The only trouble with the entire production was that it skirted the surface, emotionally and artistically, providing lots of entertainment and surprises for the audience but neither prodding the issues of grief and loss inherent at a funeral setting nor provoking any confrontation. One of the main reasons for this is that Japanese dance companies may boast, per capita, the best technique in the world considering their semiamateur status, but the choreographers seem to be blind to the possibilities of combining the movements of two or more bodies. This would of course dictate choreography in which the dancers actually touch each other. The ballet pas de deux of the last century is often the only tactile expression on the Japanese modern dance stage, and the unending patterns of unison movement, even when a choreographer is as gifted as Ide, are wearing thin.

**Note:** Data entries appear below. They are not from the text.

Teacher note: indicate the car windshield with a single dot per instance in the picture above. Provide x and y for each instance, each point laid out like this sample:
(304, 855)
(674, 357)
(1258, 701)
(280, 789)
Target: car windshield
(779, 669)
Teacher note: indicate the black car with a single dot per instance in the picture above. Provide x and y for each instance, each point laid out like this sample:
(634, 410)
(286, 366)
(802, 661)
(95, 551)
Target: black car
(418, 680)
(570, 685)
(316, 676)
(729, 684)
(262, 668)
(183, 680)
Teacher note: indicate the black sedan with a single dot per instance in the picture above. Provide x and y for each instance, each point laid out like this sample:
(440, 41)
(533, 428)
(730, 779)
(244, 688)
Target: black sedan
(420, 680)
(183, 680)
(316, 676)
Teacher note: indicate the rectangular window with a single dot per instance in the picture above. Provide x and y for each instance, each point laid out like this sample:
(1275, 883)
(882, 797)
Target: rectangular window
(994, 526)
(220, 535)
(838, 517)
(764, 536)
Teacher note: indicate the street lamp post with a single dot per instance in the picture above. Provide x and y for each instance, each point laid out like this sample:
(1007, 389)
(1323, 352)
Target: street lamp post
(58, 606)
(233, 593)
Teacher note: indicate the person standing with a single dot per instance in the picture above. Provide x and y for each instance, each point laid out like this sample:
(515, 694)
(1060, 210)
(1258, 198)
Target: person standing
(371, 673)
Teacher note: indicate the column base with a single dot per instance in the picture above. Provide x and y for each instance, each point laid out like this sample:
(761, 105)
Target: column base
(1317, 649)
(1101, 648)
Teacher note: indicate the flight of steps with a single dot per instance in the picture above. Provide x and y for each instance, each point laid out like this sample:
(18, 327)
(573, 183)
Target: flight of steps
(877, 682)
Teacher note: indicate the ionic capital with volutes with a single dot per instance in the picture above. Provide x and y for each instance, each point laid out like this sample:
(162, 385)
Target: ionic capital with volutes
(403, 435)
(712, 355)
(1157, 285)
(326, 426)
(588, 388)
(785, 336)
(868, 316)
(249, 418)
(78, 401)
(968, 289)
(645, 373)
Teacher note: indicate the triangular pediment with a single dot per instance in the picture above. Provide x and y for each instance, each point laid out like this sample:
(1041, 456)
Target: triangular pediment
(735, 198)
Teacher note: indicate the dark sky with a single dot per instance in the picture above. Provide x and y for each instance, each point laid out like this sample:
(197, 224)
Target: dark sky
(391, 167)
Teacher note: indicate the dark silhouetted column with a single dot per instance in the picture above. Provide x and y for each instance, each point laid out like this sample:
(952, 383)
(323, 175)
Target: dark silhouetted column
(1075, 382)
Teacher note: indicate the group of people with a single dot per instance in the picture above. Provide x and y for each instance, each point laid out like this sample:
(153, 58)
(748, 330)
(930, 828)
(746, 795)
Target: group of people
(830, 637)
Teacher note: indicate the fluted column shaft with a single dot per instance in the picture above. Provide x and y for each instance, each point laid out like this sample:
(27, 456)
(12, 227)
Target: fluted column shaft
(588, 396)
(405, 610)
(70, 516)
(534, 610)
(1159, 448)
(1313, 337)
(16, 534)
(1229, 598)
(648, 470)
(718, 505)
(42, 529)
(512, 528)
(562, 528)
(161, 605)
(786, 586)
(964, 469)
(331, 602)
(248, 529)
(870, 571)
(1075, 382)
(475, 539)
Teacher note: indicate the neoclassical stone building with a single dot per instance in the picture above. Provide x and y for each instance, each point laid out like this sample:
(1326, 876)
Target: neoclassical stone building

The high standard set by Ide took a bit of a dive when Shinonome Butoh group, the next company commissioned by the festival, performed "Hitobire" on Feb. 23. The three women in this group have all studied and performed with Yukio Waguri and his company Kozensha, with Yuko Kawamoto easily the most impressive. Apart from one ethereal sequence in which the dancers proceeded in highly ritualized style in a diagonal across the stage, swathed in veils, "Hitobire," which the dancers translated as "a human presence," was monotonous and at times more representative of a Bangkok floor show than butoh. This was a pity, as the three dancers codirected the piece and collaborated on all the choreography.
The festival promises to pick up with Dance Theatre Ludens in "Be" through Feb. 28, choreographed by Takiko Iwabuchi. Takao Kawaguchi concludes the festival March 3-6 with his new company March 2000. Kawaguchi, a member of the Kyoto-based performance cooperative Dumb Type, is another dancer to watch.